Publication : 17/10/2003
Pages : 120

Paysages d'une mère lointaine

Saïd

Titre original : Landschaften einer fernen Mutter
Langue originale : Allemand
Traduit par : Nicole Bary

« il faut que tu comprennes : j’avais peur de toi, notre rencontre, de notre première nuit.

je voulais arriver chez reza, passer la nuit chez lui et venir te voir le lendemain.

mais des amis m’ont mis en garde. on ne peut pas agir ainsi, pas avec une mère, les mères ne supportent pas ce genre de surprises. »

Dans ce court récit, le narrateur va au plus profond d’une rencontre impossible: il a fui le régime du shah et vit en Allemagne depuis de longues années. Ses parents se sont séparés avant sa naissance et il a été élevé dans la famille de son père. Il ne sait presque rien de sa mère. Il a la quarantaine lorsque l’un de ses demi-frères l’invite à Toronto pour rencontrer cette mère lointaine.

Cette rencontre réveille l’amertume d’une enfance loin de toute tendresse maternelle, l’amertume d’un impossible dialogue avec une mère et un pays natal prisonniers d’une société étouffante et répressive.

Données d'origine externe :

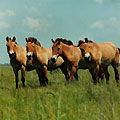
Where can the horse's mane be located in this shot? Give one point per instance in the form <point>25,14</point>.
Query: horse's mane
<point>34,40</point>
<point>68,42</point>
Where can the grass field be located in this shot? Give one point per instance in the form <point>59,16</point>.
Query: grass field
<point>77,100</point>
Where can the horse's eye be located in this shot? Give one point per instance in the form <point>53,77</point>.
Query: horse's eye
<point>58,49</point>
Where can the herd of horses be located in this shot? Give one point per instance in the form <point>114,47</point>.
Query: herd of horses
<point>96,57</point>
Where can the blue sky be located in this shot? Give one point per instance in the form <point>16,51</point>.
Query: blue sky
<point>98,20</point>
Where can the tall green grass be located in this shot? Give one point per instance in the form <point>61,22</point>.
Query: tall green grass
<point>76,100</point>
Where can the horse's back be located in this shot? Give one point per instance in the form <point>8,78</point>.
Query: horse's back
<point>109,51</point>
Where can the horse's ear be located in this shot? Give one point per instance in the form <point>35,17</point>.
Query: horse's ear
<point>14,38</point>
<point>35,40</point>
<point>52,41</point>
<point>26,39</point>
<point>86,40</point>
<point>7,38</point>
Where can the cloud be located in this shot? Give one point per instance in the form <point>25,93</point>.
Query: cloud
<point>33,23</point>
<point>4,25</point>
<point>99,1</point>
<point>31,9</point>
<point>110,23</point>
<point>7,13</point>
<point>98,25</point>
<point>36,24</point>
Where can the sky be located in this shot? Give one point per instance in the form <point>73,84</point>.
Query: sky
<point>99,20</point>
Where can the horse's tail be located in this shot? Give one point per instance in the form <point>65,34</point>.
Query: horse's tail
<point>119,50</point>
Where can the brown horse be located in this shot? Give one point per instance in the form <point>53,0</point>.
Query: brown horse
<point>41,59</point>
<point>17,55</point>
<point>102,54</point>
<point>73,56</point>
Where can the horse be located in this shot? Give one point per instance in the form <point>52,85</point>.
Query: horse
<point>102,54</point>
<point>17,55</point>
<point>41,60</point>
<point>72,55</point>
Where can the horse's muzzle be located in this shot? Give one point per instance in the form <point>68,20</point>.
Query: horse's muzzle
<point>54,58</point>
<point>12,55</point>
<point>29,57</point>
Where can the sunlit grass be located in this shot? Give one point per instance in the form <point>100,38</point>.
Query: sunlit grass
<point>60,100</point>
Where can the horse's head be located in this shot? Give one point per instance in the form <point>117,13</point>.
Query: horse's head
<point>79,43</point>
<point>86,51</point>
<point>30,45</point>
<point>34,40</point>
<point>56,50</point>
<point>11,46</point>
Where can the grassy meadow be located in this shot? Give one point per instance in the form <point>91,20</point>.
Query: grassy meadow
<point>60,100</point>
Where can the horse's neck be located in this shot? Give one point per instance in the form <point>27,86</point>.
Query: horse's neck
<point>66,49</point>
<point>20,54</point>
<point>41,51</point>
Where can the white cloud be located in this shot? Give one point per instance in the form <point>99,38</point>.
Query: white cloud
<point>31,9</point>
<point>4,25</point>
<point>110,23</point>
<point>32,23</point>
<point>99,1</point>
<point>10,13</point>
<point>98,25</point>
<point>6,14</point>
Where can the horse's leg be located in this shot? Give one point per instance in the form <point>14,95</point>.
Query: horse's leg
<point>64,70</point>
<point>45,72</point>
<point>76,75</point>
<point>41,77</point>
<point>72,72</point>
<point>115,66</point>
<point>23,75</point>
<point>101,74</point>
<point>16,76</point>
<point>93,75</point>
<point>107,75</point>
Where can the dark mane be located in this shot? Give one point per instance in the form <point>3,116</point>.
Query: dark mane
<point>68,42</point>
<point>34,40</point>
<point>80,42</point>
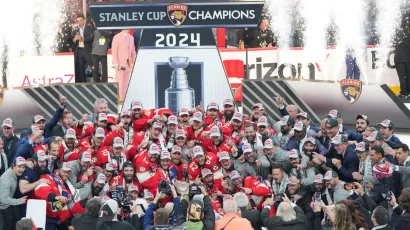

Saïd est poète et son talent apparaît dans ce récit allusif et elliptique, émouvant et tragique.

  • Né à Téhéran en 1947, exilé par deux fois de son pays (par le régime du Shah, puis par les sbires de Khomeiny), Saïd s'est établi en Allemagne et écrit dans la langue de Goethe. Représentant de la littérature allophone en République fédérale, il a reçu deux prix pour Paysage d'une mère lointaine. L'histoire brève, mais intense d'une rencontre longuement désirée. Entre le narrateur et sa mère dont il ne sait presque rien, ses parents s'étant séparés avant sa naissance, lui-même ayant été élevé dans la famille de son père. C'est à l'occasion d'un voyage à Toronto, invité par l'un de ses demi-frères, que celui qui se sent quasi orphelin découvre celle qui lui a donné le jour. Une rencontre difficile, réveillant le traumatisme d'une enfance dépourvue d'amour maternel. Une rencontre terrible aussi, révélant l'abîme entre ce fils et cette mère, incarnation d'un pays natal encore prisonnier d'une mentalité étouffante.
    Alain Favarger
    LA LIBERTÉ
  • « Saïd procède par touches, par allusions, par bribes arrachées à la mémoire. Il oscille entre un style minimaliste, purement descriptif, sans majuscules, et des envolées poignantes, sentimentales, charnelles, ce qui donne un caractère expérimental à l'ensemble. »
    Isabelle Fiemeyer
    LIRE

Mai 1900

Munich riem.

je vais au guichet de la compagnie aérienne pour confirmer mon billet (faire ok comme dit la fille au guichet). la fille, jeune, blonde, jolie, visage
stéréotypé:

« votre passeport, s’il vous plaît. »

pas de passeport, seulement une autorisation de sortie du territoire (accords du 28 juillet 1951). de couleur bleue. avec deux barres noires en biais en haut à gauche. en
dessous: république fédérale d’allemagne. encore en dessous l’aigle.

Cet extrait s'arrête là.